What's Happening Now:

Both families have hired lawyers to investigate the situation, with little progress. Penny has no idea what happened to her embryos. "I wonder all the time, like how did this happen? Was I put in the wrong room?" she said. "I am assuming [my embryos] went to the other couple... I just don't know."

Sasha's biological parents, however, did not become pregnant when Penny did. Their daughter was born years later and is biologically theirs.

Sasha has left the litigation because it caused her too much pain and stress. She felt as though her life were being diminished:

Just getting reduced again to being the consequence of the error, reduced to being the embryo, it held too much moral injury for me. I just felt bad all of the time.

Even if some kind of justice is served, the emotional turmoil will still exist for these families. "I don't really want money, I don't really want revenge, I just want reform," Sasha said. She knows that there are likely more families out there who have no idea they aren't biologically related to each other, or parents who don't know they have biological children in the world, as her biological parents didn't. She wants justice for all of them.

"I think Mum deserves that," she said, "I think the other family deserves that."

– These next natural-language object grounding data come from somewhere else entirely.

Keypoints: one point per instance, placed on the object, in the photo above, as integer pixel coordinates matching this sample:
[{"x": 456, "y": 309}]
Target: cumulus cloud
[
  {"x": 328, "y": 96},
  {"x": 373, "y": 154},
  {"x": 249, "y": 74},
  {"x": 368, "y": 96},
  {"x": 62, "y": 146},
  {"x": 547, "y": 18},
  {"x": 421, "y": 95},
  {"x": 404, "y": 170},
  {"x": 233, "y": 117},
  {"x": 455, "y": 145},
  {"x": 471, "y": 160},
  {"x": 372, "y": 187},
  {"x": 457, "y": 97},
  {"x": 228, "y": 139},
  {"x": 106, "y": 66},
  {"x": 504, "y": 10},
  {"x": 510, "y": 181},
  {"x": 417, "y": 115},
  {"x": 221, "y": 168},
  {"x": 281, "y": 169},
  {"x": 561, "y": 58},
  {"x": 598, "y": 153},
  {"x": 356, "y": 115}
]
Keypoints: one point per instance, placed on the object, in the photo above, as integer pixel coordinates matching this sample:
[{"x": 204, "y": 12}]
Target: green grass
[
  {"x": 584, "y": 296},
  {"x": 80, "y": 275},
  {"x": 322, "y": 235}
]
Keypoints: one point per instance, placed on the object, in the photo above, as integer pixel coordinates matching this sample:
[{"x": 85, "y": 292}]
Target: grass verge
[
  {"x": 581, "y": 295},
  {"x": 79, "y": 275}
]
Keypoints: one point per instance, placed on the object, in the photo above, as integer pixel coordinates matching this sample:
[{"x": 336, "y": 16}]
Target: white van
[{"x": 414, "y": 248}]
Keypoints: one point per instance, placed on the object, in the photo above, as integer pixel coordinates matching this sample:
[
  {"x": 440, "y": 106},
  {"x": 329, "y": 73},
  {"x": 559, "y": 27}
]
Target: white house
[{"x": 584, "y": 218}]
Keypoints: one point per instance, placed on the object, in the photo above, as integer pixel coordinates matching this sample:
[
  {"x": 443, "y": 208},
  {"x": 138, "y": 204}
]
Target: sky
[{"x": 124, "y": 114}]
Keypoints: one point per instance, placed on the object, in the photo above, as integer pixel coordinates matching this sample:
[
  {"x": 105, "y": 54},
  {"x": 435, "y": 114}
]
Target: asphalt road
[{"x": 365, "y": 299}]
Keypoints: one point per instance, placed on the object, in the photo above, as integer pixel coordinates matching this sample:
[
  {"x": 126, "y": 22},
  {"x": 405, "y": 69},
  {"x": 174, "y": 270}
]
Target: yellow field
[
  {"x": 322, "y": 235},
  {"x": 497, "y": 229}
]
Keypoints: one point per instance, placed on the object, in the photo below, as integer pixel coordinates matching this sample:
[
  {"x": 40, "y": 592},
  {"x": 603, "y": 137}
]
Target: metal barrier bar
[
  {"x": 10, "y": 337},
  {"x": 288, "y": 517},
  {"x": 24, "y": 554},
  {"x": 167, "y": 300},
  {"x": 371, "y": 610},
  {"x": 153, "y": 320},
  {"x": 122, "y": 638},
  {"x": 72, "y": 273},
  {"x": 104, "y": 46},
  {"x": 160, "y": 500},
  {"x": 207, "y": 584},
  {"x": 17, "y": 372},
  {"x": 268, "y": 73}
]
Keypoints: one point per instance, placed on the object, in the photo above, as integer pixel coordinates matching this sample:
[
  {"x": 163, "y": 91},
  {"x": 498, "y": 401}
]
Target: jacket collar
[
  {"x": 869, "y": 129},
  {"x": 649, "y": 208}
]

Sasha also wants to prevent this from happening again in the future and wants politicians and regulators to enact stricter regulations and change. "I want them to see the stakes of what happens when there's a mistake," she said. "If you have the ability to create life, you should have the ability to put it in the right person."

The Bottom Line:

Embryo mixups and sperm and egg swaps are a problem that is plaguing the fertility industry. The onset of DNA kits is exposing decades-old secrets, and families with young children are being torn in two trying to do what's best for everyone. Sasha and her family are not alone — not even close. All over the world — New York, Israel, Australia, Utah, and California — families are facing this serious, life-altering issue that they never expected.